A 3-minute introduction to queue systems

HPC systems are shared access systems for multiple users. The compute jobs are controlled by a queueing system. Different queueing systems are installed on various clusters, but they tend to have some commonalities. Those commonalities are: a way to submit your jobs to the queue; a way to check on your jobs’ status; and a way to remove a job from the queue or terminate it while it’s running.

In the clusters we use regularly, there are two queueing systems: PBS(/Pro) and SLURM. Here is a brief summary on how to interact with those systems.

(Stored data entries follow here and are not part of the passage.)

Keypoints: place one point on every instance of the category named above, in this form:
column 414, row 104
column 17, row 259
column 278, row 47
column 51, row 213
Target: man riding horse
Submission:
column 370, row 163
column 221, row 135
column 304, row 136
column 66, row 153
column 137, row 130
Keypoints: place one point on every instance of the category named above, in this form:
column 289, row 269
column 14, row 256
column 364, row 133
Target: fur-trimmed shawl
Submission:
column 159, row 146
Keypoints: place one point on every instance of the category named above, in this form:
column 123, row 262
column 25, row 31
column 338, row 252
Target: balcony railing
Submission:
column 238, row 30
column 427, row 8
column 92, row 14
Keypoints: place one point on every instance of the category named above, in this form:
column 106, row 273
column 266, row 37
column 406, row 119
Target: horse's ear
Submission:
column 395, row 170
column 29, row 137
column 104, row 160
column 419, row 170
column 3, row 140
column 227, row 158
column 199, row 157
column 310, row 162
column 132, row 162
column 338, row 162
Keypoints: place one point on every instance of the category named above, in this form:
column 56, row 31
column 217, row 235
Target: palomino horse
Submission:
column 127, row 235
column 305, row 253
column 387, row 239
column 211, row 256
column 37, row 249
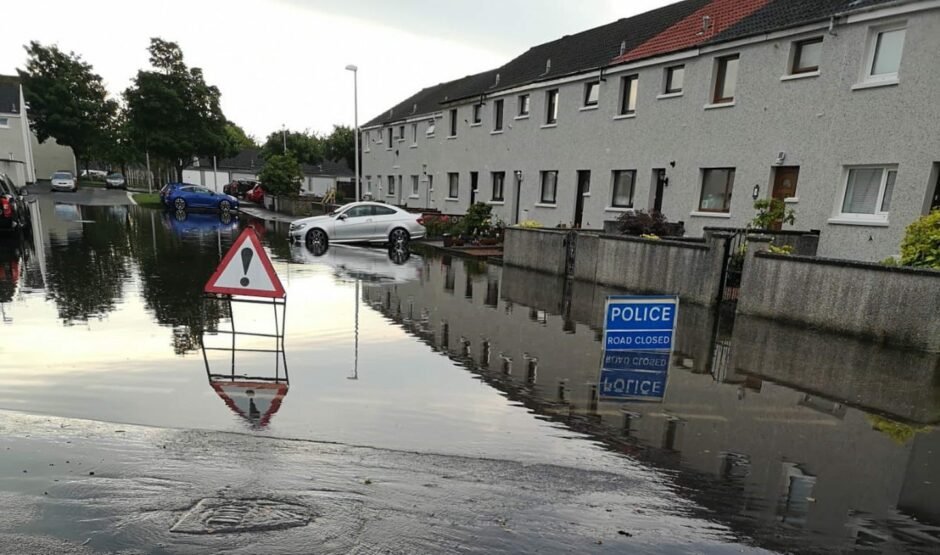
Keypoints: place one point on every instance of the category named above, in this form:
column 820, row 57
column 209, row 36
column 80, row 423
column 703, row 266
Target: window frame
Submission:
column 879, row 216
column 542, row 175
column 522, row 105
column 551, row 107
column 721, row 76
column 668, row 80
column 502, row 186
column 797, row 50
column 453, row 181
column 591, row 87
column 628, row 83
column 729, row 190
column 613, row 188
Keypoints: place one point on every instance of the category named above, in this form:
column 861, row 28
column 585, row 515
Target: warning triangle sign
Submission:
column 246, row 270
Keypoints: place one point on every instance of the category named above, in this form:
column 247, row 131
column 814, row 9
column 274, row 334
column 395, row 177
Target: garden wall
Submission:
column 889, row 304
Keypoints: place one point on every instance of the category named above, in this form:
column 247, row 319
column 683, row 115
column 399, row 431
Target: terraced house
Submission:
column 696, row 110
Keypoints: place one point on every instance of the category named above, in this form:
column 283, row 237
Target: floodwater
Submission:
column 766, row 436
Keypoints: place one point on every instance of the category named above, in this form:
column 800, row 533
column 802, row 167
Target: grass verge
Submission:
column 150, row 200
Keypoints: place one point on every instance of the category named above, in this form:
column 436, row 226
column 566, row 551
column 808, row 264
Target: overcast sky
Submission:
column 282, row 61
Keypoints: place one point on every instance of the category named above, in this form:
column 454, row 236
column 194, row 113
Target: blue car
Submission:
column 185, row 197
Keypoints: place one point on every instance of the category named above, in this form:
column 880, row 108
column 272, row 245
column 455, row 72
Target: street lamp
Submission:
column 355, row 71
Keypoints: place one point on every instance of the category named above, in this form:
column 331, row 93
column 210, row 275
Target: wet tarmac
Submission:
column 423, row 403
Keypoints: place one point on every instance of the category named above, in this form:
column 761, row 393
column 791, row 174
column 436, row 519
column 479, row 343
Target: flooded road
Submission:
column 413, row 368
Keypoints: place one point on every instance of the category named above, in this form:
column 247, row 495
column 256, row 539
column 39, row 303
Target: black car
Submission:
column 239, row 187
column 14, row 213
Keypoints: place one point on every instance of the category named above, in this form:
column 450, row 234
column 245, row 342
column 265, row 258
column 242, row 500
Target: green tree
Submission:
column 281, row 175
column 306, row 147
column 341, row 145
column 238, row 139
column 172, row 113
column 67, row 100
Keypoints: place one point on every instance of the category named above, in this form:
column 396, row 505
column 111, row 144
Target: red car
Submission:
column 256, row 194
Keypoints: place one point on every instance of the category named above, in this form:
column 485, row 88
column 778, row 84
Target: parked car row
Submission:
column 185, row 196
column 14, row 213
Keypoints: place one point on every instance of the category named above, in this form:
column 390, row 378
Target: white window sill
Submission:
column 697, row 214
column 796, row 76
column 875, row 83
column 872, row 222
column 719, row 105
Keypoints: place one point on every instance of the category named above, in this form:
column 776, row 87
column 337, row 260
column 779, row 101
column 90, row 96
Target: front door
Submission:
column 474, row 182
column 785, row 178
column 584, row 187
column 659, row 185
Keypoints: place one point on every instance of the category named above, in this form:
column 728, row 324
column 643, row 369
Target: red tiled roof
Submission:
column 692, row 30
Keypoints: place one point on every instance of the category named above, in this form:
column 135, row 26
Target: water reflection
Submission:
column 796, row 437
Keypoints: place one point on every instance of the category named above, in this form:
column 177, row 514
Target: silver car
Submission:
column 359, row 222
column 64, row 181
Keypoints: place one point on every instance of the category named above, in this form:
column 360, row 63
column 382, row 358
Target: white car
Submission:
column 64, row 181
column 359, row 222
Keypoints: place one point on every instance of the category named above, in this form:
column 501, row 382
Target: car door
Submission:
column 356, row 226
column 385, row 219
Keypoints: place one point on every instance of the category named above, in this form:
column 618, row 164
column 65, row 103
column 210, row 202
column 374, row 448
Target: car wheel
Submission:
column 398, row 237
column 317, row 239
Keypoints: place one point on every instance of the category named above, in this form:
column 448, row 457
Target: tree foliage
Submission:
column 67, row 100
column 340, row 145
column 172, row 112
column 281, row 175
column 304, row 146
column 921, row 244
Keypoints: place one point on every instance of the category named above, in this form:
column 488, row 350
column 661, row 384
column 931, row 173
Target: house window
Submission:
column 622, row 189
column 477, row 113
column 591, row 92
column 675, row 77
column 726, row 77
column 549, row 187
column 499, row 178
column 551, row 107
column 716, row 190
column 628, row 95
column 806, row 55
column 884, row 57
column 868, row 192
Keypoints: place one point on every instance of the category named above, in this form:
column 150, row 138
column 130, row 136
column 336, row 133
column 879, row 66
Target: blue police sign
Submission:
column 634, row 323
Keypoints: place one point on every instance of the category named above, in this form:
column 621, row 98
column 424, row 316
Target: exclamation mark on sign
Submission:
column 247, row 255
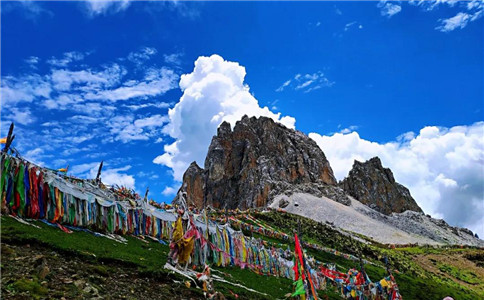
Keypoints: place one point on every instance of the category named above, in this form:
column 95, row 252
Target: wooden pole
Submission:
column 98, row 176
column 146, row 194
column 9, row 138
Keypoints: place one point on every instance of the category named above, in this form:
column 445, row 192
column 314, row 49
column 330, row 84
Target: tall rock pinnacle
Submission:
column 255, row 162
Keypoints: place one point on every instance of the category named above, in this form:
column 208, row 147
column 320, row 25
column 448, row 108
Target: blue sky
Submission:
column 87, row 81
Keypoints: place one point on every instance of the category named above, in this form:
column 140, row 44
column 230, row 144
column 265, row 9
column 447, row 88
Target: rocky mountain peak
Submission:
column 372, row 184
column 256, row 161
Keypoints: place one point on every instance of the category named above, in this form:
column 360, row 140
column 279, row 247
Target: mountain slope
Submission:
column 255, row 162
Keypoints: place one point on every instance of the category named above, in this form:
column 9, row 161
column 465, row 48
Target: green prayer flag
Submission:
column 299, row 288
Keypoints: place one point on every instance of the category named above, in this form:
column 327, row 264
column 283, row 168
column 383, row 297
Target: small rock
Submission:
column 283, row 203
column 79, row 283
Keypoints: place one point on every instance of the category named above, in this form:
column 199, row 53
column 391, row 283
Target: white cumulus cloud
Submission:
column 103, row 7
column 442, row 167
column 212, row 93
column 388, row 9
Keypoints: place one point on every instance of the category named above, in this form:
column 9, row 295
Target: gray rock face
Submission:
column 258, row 160
column 372, row 184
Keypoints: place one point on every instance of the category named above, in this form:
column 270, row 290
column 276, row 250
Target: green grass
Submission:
column 150, row 257
column 29, row 286
column 463, row 275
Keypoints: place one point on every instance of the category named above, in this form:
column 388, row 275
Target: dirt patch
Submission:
column 36, row 272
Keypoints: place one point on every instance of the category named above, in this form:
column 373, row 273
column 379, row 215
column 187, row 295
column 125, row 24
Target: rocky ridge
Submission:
column 372, row 184
column 256, row 161
column 358, row 220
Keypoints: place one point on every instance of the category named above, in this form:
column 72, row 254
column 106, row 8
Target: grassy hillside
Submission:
column 91, row 265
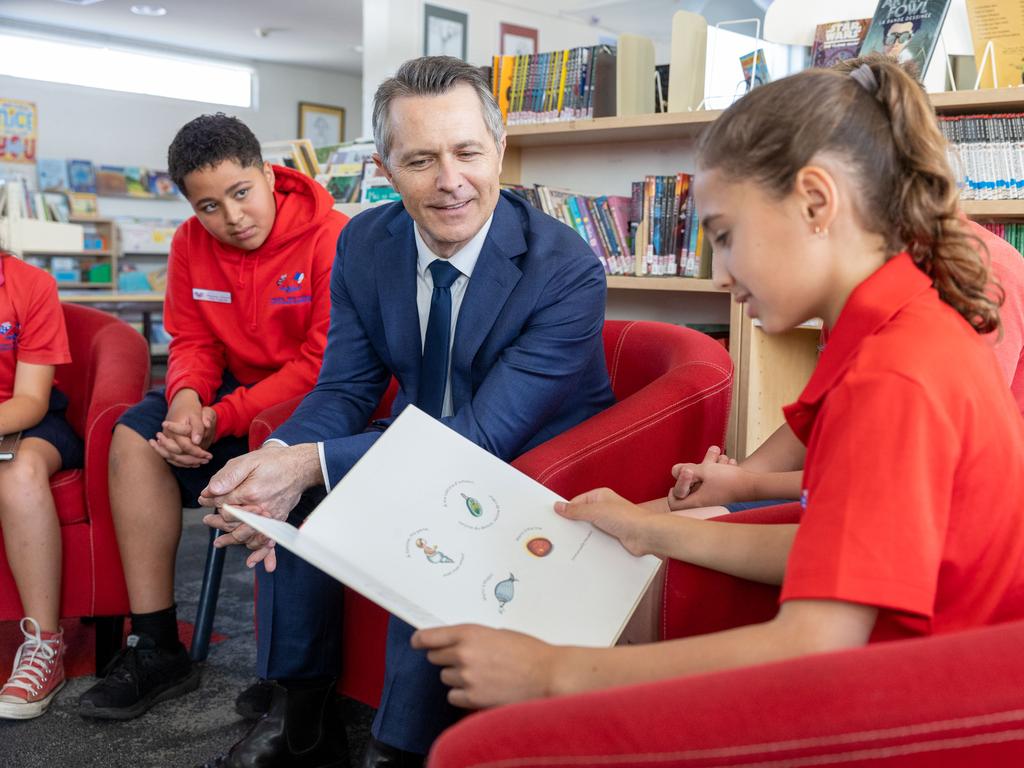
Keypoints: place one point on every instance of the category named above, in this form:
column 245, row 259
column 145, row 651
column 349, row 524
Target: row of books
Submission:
column 654, row 231
column 988, row 153
column 569, row 84
column 1013, row 233
column 56, row 174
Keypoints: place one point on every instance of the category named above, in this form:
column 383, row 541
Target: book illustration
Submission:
column 906, row 31
column 838, row 41
column 475, row 510
column 82, row 176
column 474, row 507
column 504, row 592
column 432, row 553
column 540, row 547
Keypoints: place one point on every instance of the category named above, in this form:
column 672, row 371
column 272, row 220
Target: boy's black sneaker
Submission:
column 138, row 677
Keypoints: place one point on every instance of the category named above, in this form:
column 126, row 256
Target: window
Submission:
column 95, row 66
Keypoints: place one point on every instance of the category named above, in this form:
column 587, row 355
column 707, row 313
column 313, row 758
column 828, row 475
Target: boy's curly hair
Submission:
column 208, row 140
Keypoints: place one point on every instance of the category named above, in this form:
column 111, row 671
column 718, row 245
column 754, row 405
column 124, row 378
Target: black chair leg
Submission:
column 110, row 634
column 207, row 600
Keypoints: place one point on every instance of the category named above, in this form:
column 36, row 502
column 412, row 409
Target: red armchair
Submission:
column 940, row 701
column 110, row 372
column 672, row 387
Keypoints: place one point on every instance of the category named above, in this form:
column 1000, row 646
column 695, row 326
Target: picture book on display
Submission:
column 907, row 30
column 837, row 41
column 465, row 538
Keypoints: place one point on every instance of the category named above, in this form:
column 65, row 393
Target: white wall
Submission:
column 129, row 129
column 392, row 33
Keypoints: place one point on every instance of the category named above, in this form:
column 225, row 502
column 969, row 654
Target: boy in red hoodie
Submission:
column 248, row 310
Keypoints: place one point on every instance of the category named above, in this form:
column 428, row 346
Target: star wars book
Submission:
column 906, row 30
column 465, row 538
column 838, row 41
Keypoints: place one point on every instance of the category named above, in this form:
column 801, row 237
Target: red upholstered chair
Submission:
column 942, row 701
column 110, row 372
column 672, row 387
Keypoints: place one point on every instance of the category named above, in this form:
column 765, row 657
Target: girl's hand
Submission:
column 715, row 481
column 612, row 514
column 487, row 668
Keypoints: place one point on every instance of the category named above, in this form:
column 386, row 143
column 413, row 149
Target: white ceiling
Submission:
column 325, row 34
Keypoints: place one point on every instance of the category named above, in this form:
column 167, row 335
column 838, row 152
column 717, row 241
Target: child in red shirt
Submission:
column 33, row 340
column 248, row 308
column 825, row 195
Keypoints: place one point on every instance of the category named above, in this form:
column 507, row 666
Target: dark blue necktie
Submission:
column 433, row 368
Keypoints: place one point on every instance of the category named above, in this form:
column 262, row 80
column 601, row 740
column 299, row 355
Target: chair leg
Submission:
column 110, row 633
column 207, row 600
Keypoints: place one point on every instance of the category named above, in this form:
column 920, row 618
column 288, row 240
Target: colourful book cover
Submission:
column 111, row 180
column 907, row 31
column 82, row 176
column 838, row 41
column 52, row 173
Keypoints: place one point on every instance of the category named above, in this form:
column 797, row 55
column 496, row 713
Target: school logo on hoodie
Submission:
column 8, row 336
column 289, row 284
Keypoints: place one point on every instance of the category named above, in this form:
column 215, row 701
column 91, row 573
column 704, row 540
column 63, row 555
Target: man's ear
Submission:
column 818, row 196
column 384, row 169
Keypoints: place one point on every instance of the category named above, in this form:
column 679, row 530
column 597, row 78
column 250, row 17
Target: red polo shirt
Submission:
column 32, row 327
column 914, row 476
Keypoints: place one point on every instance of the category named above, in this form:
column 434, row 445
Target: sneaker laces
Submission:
column 34, row 659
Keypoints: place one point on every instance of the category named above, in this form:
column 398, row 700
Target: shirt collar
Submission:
column 871, row 305
column 465, row 258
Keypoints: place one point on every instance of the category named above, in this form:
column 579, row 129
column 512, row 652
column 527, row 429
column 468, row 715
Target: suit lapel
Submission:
column 395, row 265
column 494, row 279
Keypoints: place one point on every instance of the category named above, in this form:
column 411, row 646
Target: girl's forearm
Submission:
column 756, row 552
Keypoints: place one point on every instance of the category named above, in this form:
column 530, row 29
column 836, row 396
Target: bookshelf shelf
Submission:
column 680, row 285
column 599, row 130
column 993, row 209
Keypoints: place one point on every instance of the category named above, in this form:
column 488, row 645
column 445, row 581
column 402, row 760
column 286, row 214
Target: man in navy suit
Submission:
column 488, row 313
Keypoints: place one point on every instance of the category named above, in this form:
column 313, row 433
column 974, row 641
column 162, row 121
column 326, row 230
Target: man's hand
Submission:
column 612, row 514
column 715, row 481
column 187, row 431
column 487, row 668
column 268, row 482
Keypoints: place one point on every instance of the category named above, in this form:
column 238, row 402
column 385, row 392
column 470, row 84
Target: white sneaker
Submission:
column 37, row 675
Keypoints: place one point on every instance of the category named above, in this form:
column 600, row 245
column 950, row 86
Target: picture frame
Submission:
column 516, row 40
column 444, row 32
column 322, row 124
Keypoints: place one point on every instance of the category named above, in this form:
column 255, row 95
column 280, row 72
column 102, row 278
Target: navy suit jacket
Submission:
column 527, row 360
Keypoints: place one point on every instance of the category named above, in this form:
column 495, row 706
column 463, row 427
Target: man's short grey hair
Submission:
column 431, row 76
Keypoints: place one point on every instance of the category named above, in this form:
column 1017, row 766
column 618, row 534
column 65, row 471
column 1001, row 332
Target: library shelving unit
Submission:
column 602, row 156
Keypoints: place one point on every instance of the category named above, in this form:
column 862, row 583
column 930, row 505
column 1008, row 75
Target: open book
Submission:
column 8, row 445
column 437, row 530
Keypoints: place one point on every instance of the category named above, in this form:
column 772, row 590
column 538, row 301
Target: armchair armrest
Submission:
column 632, row 445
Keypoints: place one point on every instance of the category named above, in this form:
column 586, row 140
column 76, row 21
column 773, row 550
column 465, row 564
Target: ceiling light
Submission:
column 148, row 10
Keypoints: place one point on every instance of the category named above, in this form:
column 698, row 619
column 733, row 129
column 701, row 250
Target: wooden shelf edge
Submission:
column 679, row 285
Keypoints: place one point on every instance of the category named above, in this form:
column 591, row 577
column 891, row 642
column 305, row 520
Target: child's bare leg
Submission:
column 31, row 529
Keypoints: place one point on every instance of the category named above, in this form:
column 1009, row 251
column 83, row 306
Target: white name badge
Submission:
column 204, row 294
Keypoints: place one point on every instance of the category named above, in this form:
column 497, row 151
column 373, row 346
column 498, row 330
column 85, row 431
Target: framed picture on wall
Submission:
column 322, row 124
column 444, row 32
column 517, row 41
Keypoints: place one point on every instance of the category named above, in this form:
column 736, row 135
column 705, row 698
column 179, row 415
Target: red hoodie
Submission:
column 261, row 314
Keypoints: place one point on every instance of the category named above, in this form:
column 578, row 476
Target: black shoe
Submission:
column 138, row 677
column 255, row 700
column 380, row 755
column 302, row 729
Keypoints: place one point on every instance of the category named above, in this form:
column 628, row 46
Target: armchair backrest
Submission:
column 103, row 350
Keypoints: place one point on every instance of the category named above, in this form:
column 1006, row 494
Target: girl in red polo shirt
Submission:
column 825, row 195
column 33, row 340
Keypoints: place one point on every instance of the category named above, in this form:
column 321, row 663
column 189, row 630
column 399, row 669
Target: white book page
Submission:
column 439, row 531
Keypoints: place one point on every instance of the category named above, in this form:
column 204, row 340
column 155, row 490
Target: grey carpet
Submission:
column 182, row 732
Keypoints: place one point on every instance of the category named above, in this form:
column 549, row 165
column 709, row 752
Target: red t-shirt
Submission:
column 32, row 327
column 914, row 474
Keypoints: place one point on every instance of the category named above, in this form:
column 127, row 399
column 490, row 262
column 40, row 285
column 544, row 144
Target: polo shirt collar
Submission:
column 871, row 304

Preparing a submission script

Your compute job will run in batch mode on the cluster. What this means is that you prepare the instructions (ie. the list of commands you would type) ahead of time and place these in a text file. This is what we call the submission script. We also include some directions to the queue system itself in the submission script. So, there are two parts in a submission script:

  1. Directives for the queue system. Each of these lines start with # symbol and a phrase associated with the particular system. On PBS, use #PBS. On SLURM, use #SBATCH.
  2. Commands to launch your compute job. These are the commands as you would actually type them if running your job interactively at a terminal.
We need to add a caveat on that last statement. You do type commands as you would at the terminal to start your job, but remember your job is running in batch mode and you won’t see its output or error messages. For this reason, it’s common to redirect that output with the stdout redirect > and stderr redirect 2>. You will find this in the examples below.

Here is an example script to give those points above some concreteness.

#!/bin/bash
#SBATCH --job-name=my-MPI-job
#SBATCH --nodes=1
#SBATCH --ntasks=24

e4shared --job=myJob --run  > LOGFILE 2> ERRFILE

The first line sets our shell. The next three lines are directives for the SLURM queue manager. We won’t explain them here because they are specific to each HPC cluster. Here, we are just emphasising the general layout of a submission script. There is one command in this script: a command to launch Eilmer. Note the stdout is directed to a file called LOGFILE and stderr to ERRFILE.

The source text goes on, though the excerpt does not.